Fin des vidanges obligatoires dans les piscines : premières retombées positives

Quelques mois après la fin de l'obligation de vidange annuelle dans les piscines, une enquête de l'Andiiss met en avant les premiers bénéfices pour les collectivités. 

Moins d'un an après la parution du décret du 19 décembre 2025 abrogeant l'obligation de vidange annuelle des piscines – lequel s'inscrivait dans une dynamique de simplification des normes applicables aux collectivités matérialisée par les "méga-décrets" du 20 février 2026 –, une enquête de l'Andiiss (Association nationale des directeurs et des intervenants d'installations et des services des sports) publiée le 8 septembre nous en dit plus sur les pratiques engagées par les collectivités en la matière et sur les premières retombées de cette mesure.

Depuis décembre 2025, la vidange annuelle complète des bassins ne doit plus être réalisée qu'en cas de non-respect d'indicateurs de vieillissement ou de dégradation des eaux de piscine (lire notre article du 5 janvier 2026). De plus, le décret et les deux arrêtés qui le complètent prévoient que le contrôle sanitaire de la qualité des eaux de piscine sera réalisé à la diligence du directeur général de l'agence régionale de santé (ARS).

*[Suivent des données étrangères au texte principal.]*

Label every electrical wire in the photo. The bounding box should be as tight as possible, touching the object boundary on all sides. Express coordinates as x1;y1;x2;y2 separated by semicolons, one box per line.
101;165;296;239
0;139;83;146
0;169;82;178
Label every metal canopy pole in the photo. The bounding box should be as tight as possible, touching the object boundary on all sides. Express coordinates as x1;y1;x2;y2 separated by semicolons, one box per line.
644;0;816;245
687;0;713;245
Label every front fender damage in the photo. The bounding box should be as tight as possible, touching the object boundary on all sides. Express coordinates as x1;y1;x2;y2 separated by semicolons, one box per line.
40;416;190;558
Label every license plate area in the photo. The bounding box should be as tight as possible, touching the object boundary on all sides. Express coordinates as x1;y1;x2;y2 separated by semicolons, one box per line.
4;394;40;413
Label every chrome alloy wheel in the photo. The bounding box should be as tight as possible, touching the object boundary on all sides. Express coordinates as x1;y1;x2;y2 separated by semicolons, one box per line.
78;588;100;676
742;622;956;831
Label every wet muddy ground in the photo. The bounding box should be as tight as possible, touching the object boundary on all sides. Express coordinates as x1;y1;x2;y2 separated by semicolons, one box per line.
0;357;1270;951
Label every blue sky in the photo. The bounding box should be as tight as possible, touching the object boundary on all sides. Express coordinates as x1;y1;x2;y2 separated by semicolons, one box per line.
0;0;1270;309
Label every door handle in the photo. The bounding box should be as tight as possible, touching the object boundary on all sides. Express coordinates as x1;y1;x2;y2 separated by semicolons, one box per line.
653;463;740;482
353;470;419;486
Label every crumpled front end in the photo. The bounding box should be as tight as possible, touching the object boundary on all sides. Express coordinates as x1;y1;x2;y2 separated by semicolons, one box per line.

L'enquête de l'Andiiss, menée auprès d'agents territoriaux du sport en charge des équipements aquatiques, montre que les collectivités – elles ne sont que vingt-quatre à avoir répondu – sont encore "en phase d'adaptation" et que les pratiques "restent aujourd'hui très différentes selon les territoires et les équipements".

Une décision fondée sur l'état réel de l'eau

Ainsi 75% des collectivités interrogées ne disposent pas encore d'une position de leur ARS précisant les critères nécessitant une vidange. En l'absence de position de l'ARS, 42% des répondants ont donc formalisé eux-mêmes un protocole interne. Celui-ci peut aller du maintien d'une vidange annuelle à des approches différenciées selon les bassins : espacement à dix-huit mois, deux ou trois ans, vidanges partielles ou décision selon l'état de l'eau et des installations. Pour l'Andiiss, ces résultats montrent que "les pratiques évoluent, mais qu'aucune approche homogène ne se dégage encore".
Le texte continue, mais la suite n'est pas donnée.